RANG DE BASANTI is a brave and noble failure. Why brave? Because it is a Bollywood film that eschews materialistic escapism for a substantive discussion of contemporary Indian society. The film focuses on a bunch of University students in Delhi. They are part of the "new India" of middle-class affluence, IIT graduates and swankly jobs in MNCs. Apart from one of the group who is an Indian airforce pilot, the rest regard India as a "shit-hole", riddled by poverty, corruption and unemployment. What is shocking to a western eye is their nihilism: all they want is to graduate and leave the country and in the mean time get pissed and ride around on cool motorcycles. I have no idea whether this attitude really does reflect the thinking of India's metropolitan youth, but if so, it's a sad look-out for India.
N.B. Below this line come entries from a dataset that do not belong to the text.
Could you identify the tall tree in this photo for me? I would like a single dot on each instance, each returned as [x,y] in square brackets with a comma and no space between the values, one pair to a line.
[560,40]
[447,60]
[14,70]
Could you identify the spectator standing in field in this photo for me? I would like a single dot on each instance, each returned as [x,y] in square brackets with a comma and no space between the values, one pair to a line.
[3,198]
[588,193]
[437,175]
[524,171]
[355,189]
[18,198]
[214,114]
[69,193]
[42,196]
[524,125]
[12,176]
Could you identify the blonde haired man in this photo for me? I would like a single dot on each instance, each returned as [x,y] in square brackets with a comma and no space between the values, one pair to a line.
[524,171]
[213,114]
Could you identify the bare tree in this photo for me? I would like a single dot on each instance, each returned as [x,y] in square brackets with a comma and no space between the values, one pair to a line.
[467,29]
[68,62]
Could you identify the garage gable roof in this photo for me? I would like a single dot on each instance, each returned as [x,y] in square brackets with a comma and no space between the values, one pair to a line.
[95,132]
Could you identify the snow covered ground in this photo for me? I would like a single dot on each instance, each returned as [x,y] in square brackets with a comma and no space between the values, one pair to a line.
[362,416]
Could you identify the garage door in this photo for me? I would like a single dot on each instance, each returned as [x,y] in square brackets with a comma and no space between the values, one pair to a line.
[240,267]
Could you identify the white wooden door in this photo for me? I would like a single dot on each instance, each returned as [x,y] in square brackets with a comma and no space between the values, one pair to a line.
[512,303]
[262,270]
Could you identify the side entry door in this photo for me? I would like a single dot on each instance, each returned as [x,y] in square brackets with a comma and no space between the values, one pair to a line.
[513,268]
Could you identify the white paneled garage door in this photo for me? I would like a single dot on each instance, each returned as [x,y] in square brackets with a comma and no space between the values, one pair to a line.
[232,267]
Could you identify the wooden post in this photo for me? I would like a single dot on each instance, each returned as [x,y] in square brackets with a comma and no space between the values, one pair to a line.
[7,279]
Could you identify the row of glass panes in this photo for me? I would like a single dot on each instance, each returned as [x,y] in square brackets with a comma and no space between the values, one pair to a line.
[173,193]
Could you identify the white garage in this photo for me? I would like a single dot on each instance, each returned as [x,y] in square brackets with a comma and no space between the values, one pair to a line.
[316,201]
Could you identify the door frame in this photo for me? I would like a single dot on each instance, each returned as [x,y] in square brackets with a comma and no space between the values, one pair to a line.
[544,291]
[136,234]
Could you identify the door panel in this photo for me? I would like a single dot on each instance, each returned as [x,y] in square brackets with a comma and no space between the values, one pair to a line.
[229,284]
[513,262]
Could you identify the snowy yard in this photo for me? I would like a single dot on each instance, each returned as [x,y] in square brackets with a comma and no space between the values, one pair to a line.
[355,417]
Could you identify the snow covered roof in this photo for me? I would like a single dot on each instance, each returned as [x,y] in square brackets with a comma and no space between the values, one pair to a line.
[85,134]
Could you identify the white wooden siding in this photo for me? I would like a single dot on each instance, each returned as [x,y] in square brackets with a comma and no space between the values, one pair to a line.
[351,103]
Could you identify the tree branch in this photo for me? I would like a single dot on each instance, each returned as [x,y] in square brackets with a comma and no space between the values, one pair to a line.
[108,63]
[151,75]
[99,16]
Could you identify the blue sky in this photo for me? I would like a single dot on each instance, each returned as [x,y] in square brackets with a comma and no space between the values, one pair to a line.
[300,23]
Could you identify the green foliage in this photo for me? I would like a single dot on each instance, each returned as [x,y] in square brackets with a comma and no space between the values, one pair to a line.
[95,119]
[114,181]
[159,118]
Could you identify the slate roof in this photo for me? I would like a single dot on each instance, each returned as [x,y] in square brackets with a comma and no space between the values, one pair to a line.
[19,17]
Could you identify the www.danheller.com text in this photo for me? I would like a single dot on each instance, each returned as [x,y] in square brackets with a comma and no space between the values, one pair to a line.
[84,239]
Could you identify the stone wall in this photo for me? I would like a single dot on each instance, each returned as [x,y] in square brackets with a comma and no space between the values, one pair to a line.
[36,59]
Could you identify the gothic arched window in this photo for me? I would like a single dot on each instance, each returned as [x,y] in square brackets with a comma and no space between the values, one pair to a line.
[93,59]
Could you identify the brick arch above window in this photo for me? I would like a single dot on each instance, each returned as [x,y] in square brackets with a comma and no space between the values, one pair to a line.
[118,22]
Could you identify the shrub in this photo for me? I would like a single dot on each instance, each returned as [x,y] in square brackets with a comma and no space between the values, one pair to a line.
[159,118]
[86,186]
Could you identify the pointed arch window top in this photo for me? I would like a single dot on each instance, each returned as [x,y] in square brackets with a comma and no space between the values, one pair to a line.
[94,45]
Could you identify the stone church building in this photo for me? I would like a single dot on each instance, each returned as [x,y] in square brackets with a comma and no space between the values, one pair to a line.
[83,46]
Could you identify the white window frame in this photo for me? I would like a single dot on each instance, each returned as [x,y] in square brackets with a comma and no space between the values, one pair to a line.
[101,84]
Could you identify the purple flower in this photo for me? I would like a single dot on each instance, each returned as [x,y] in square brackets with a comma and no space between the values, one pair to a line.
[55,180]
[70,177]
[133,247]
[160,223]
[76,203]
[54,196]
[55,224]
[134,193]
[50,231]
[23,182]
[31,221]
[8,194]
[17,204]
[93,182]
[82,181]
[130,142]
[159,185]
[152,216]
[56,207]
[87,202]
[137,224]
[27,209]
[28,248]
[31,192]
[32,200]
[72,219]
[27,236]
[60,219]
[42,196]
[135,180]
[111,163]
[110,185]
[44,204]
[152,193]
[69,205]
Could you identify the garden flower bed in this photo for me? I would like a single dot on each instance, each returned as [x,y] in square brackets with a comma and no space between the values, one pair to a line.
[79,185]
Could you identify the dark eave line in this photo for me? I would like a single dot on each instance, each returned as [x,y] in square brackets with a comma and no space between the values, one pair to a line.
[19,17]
This is presumably the thinking of writer-director Rakesh Omprakash Mehra. Into this mix he throws a young Britsh girl called Sue - a documentary-maker who has walked out of her job because she wants to make a film about something other than Gandhi. She goes to Delhi to produce an independent movie about Bhagat Singh - a legendary Indian freedom-fighter who died at the hands of the Raj. Initially she can't engage the Indian kids - they find that Bhagat Singh and his ilk have no relevance to their lives, and while they agree to act in her film it's basically because the gang-leader fancies her. Naturally, this being a three-hour Bollywood epic, being part of the movie awakens the kids political consciousness.

Now, I am all in favour of a Bollywood movie that tackles issues of contemporary Indian life head-on. But I can see why RANG DE BASANTI would ruffle feathers. It seems rather insulting that India's political conscience can only be awakened by an English woman - but perhaps that's what the director was aiming for. After all, the tone of the first hour of the film is rather dismissive of the crass materialism of metro kids.

But the bigger issue with RANG DE BASANTI is not that it advocates political engagement but the precise kind of political engagement that it advocates. In the final hour of the flick it becomes an altogether darker, more violent film, advocating short-circuiting established political systems for direct action of the most violent kind. I found this utterly alienating as a message and as depressing as the nihilism of the first half of the film.

Substance aside, RANG DE BASANTI has other problems. While condemning materialism on the one hand, the movie is photographed like a glossy commercial for a MNC - unsurprising given the director's experience. The actors are largely mis-cast. The English actress (daughter of
Fat Pang) playing the English documentary-maker has made a valiant attempt to learn Hindi but has a hopeless accent. Similarly, Aamir Khan (LAGAAN, THE BALLAD OF MANGAL PANDEY) who plays the lead male role, is at least ten years too old for the role, and struggles with his Punjabi accent too.

RANG DE BASANTI was released in January 2006 and is now available on DVD. It is India's official entry for the Best Foreign Film category at the Oscars this year.

1 comment:

  1. Personally, I quite enjoyed the movie. Having said that, I can quite understand why it is possible for the last hour to be "utterly alienating."

    My quibble with your review is the sweeping statement of "largely mis-cast" actors, without actually specifying anything besides the accents of two actors. Expecting a British film-maker to have perfect Hindi diction would be un-natural, no? And you don't offer any evidence of Aamir Khan "struggling with his Punjabi accent."